Karışık başlangıç…
Düşündüğüm başlık asla böyle değil di ama gündem eline aldı resmen 3 gündür hepimizi. Yeni bir sayfa açtık 3 gün önce yepyeni bir yıldan. Ve de hızlı başladı dünya 2025'e.
Önce Amerika’dan, yılın ilk günü New Orleans’dan gelen yine toplu bir saldırı haberi ve bu saldıraya bambaşka açılardan gelen yorumlar.
Gariptir ki Trump’a kadar dayandı yorumlardan bazıları...
Aynı gün Vegas’da Trump’ın otelinin önünde, Mask’ın sahibin olduğu Tesla marka bir aracın patlaması ve dün sabah New York’dan, Quiens’deki yine araçla bir saldırı haberi daha...
Donald Trump’ın başkanlık dönemleri, ekonomi politikaları açısından “Öncelikle Amerika” yaklaşımıyla dikkat çekmiştir her zaman.
Trump’ın 20 Ocak’ta yeniden göreve gelmesi, Amerika ekonomisinde köklü değişimlerin sinyalini veriyor.
Ancak bu değişimlerin nasıl bir şekil alacağı, özellikle küresel ekonomik dengeler üzerindeki etkilerle birlikte değerlendirilmeli.
Trump’ın önceki döneminde başlattığı ticaret savaşları, özellikle Çin’le olan ilişkilerde belirleyici olmuştu.

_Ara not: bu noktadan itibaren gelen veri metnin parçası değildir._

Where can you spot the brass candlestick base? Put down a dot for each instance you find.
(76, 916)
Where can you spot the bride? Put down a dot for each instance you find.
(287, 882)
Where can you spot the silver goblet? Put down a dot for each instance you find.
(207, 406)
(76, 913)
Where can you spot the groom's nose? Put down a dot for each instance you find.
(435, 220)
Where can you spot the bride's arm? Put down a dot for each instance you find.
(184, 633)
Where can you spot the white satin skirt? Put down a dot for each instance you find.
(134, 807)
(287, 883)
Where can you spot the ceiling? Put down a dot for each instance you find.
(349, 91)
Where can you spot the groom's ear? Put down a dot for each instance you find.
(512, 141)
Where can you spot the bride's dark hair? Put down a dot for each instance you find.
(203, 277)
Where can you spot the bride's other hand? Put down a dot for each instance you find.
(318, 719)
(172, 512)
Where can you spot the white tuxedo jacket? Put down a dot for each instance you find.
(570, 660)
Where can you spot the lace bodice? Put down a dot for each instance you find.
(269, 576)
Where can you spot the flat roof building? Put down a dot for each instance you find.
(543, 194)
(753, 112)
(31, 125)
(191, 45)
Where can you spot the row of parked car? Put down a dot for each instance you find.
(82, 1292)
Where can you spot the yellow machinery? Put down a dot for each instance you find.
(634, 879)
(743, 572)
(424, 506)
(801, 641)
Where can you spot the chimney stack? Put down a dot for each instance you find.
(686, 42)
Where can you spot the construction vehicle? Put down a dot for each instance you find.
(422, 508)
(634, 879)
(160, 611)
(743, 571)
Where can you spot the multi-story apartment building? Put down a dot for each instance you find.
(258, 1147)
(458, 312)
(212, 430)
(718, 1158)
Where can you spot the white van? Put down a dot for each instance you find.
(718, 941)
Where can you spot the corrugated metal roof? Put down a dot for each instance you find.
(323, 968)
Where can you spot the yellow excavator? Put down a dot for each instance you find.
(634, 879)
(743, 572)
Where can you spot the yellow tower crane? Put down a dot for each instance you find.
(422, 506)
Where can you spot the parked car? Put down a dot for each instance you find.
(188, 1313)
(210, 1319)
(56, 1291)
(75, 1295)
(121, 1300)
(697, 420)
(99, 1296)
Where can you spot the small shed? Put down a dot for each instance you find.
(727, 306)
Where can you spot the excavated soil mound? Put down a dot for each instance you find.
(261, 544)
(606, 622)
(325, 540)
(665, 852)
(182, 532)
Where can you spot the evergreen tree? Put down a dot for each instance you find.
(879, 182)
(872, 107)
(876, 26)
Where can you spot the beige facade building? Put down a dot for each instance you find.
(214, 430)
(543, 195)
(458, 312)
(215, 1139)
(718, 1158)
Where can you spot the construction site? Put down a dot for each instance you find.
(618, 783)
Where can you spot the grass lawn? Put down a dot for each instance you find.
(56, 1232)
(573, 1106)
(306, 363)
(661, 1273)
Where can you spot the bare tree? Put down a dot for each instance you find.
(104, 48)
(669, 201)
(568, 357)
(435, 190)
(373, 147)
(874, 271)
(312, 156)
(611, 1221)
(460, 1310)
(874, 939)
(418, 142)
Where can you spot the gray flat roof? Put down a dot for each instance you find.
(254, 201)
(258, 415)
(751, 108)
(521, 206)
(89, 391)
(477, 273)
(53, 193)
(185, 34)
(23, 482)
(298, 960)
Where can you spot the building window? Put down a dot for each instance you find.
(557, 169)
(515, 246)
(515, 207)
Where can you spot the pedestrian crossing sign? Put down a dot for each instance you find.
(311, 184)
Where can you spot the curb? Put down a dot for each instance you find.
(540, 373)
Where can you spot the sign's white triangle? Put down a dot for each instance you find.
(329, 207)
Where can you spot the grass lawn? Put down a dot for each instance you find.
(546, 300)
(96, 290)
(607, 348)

Yeniden başkan olması durumunda:
Çin’le çip savaşları: Teknoloji rekabeti ve çip üretiminde Amerika’nın üstünlüğü sağlamak için daha agresif politikalar görebiliriz. Amerika, çip üretiminde bağımlılığı azaltmak için yerli üretimi artırma ve müttefik ülkelerden daha fazla destek alma yoluna gidebilir.
Enerji bağımsızlığı: Fosil yakıt üretimi ve enerji bağımsızlığı politikaları tekrar hız kazanabilir.
Bu durum yenilenebilir enerji yatırımlarını baltalayabilir Ki bunlar sadece en tehlikeli beklentilerden bir kaçı sadece…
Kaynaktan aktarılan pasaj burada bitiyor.